Greek banks have seen a four billion euro boost to their balance sheets in the last two years due to the recovering housing market that has exceeded expectations, sector officials say.
Higher property prices mean that the value of real estate tied to loans improves and this strengthens the asset side of the balance sheet for lenders.
Commercial property prices have risen by 14 percent since lows seen in 2017, while apartment prices are up by 11 percent. Bank officials estimate that for every 1 percentage point rise in property prices, banks benefit by nearly 400 million euros.
Lenders have started to add these book gains to their balance sheets amidst expectations that property prices will keep rising in 2020 and the next couple of years, possibly at a faster rate.
Another benefit for banks is that the higher property prices are helping boost the value of secured loans being sold off as part of their push to sharply reduce bad debt.
Real estate has turned into the only factor that is going much better than expected for the country's lenders.
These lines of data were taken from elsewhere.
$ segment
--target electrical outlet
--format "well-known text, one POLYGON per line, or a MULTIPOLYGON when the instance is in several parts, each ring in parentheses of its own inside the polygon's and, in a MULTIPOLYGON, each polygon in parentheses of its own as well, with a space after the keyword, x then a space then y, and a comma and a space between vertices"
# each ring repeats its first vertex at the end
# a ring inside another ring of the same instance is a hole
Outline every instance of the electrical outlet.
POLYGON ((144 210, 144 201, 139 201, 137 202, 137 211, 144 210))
In a recent presentation to analysts, Piraeus Bank forecast a 2.6 percent rise in housing prices for 2019, along with a 4 percent jump in commercial property prices. Data from the Bank of Greece, the country's central bank, however, shows that the market is performing considerably better than that.
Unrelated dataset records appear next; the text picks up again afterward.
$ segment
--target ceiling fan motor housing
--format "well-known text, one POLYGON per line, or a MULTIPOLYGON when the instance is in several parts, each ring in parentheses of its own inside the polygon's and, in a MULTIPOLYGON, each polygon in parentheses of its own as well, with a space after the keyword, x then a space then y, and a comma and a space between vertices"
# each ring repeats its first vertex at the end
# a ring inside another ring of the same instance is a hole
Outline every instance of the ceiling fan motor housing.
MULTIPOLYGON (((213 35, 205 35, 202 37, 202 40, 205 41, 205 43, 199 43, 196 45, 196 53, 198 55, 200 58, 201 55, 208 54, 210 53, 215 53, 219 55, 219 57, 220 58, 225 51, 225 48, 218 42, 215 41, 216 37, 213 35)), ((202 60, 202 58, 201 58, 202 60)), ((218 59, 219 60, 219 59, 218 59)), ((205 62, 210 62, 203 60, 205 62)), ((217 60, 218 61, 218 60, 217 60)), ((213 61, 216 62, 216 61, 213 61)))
Housing prices in the third quarter of the year jumped 9.1 percent - a 13 year high - and 7.4 percent for the first nine months of the year. Prices in Athens advanced 11.9 for the third-quarter period.
Meanwhile, office prices moved 7.2 percent higher in 2018 and then added 2.2 percent in the first half of the year. In retail property, prices moved ahead 4.2 percent in the first half of the year, whereas gains for prime assets in this segment were higher (4.6 percent for Athens and 5.6 percent for Thessaloniki).